You've got to meet this girl,” he said, the sky now black and my thoughts cascading into nocturnal smoke. “She's sublime and deadly; just the type for you.”

Where?”

At the pub down the way. Come along and I'll buy us a round.”
So off we went to the pub. We would situate ourselves under the skylight with its wood trim and greasy panes of streaked glass. We sat at an oak table, the varnish worn off by three decades of elbows. As luck would have it, the girl was waiting for us, with a whiskey held in her hand, a hat sitting reluctantly on her head. She held the amber concoction by the bowl instead of the stem, and she appeared to us like some bizarre potted plant that grew from the seat. She tapped out the song that was playing on the speakers with her long fingers, keeping time both mechanically and correctively. By most people's standards, she was a catch. But to me, she wasn't all that spectacular. Her words were saccharin, and though she tried in earnest to get my attention, I just couldn't be bothered. At least she had the presence of mind to stop when I didn't take the bait with all her overarching and obvious in-crowd cues of naming names or waxing provocatively on auteurs of cinema. She may have been a professional hypnotist, a florist, an eternal grad student. I never did get her name (Alexa Richter). She saw some of her friends at another table, and fearing the rabid genius of Sigurd who was speaking in overanimated tones about hermeneutics in film, she took the opportunity to bow out.

I've got a great idea,” Sigurd slavered.

Yeah?”

But we might have to live the part for awhile to gain a discursive understanding. It's going to be about two guys who masquerade as geneticists in the American Bible Belt. In actuality, one guy is a poet, and the other guy works in an abattoir.”

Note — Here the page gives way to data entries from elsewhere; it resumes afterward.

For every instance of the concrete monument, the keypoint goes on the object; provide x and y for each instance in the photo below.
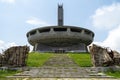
(60, 38)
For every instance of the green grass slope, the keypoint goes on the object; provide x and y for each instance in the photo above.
(81, 59)
(36, 59)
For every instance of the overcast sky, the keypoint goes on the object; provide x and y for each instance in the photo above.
(17, 17)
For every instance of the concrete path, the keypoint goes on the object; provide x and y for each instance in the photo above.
(61, 66)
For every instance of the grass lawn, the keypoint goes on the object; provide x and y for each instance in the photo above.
(115, 74)
(82, 59)
(36, 59)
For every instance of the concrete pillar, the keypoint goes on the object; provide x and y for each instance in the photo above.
(35, 47)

Blood and poetry. I like it already.”

Here's the rub: they team up and bottle pig's blood, and sell it to Christian fundamentalists as the genetically reproduced blood of Christ. That way, the churches could go beyond the metaphor during Communion, and the two guys make a fortune. It would be the feel-good entrepreneur film of the decade - and a vicious polemic against religion and science, a reprise of the old role of the relic trade.”

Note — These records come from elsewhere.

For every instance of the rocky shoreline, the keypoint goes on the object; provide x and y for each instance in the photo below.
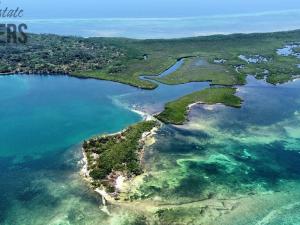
(118, 181)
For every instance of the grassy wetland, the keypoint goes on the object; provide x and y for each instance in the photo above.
(211, 165)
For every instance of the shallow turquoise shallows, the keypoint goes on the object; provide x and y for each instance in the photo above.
(39, 114)
(43, 120)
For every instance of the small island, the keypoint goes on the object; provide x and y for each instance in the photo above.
(110, 156)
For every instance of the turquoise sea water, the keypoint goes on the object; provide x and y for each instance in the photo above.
(231, 166)
(43, 120)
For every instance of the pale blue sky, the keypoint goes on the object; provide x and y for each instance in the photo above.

So you're suggesting that we live the roles, perhaps to furnish the film with some aspect of realism?”

Fuck realism! We turn the scheme into a film and make a mint both ways.”
And so another distraction from the terrible malaise of our lives. But owing to Sigurd's nature, this would be one of the many ideas that would fail to materialize, his life an infinite collection of unfinished projects and stillborn ideas. And, to be honest, his idea was rather dumb, stale even before it finished developing in his head.

 

I had just finished this terribly written and meandering excerpt when the telephone rang. It was Angelo.

“Ciao, mate!” he said over a commotion behind him. His voice leered and slushed drunk, and the sounds emanating behind him were most likely pub-related. The connection was poor, which may have suggested that he was calling from very far away.

“Hello?”

“Gimaldi, Gimaldi, it's me, Angelo. How're tricks? Not disturbing you, am I?” - Again, Angelo in the linguistic ethnic confusion of smuggling bad turns of phrase from England.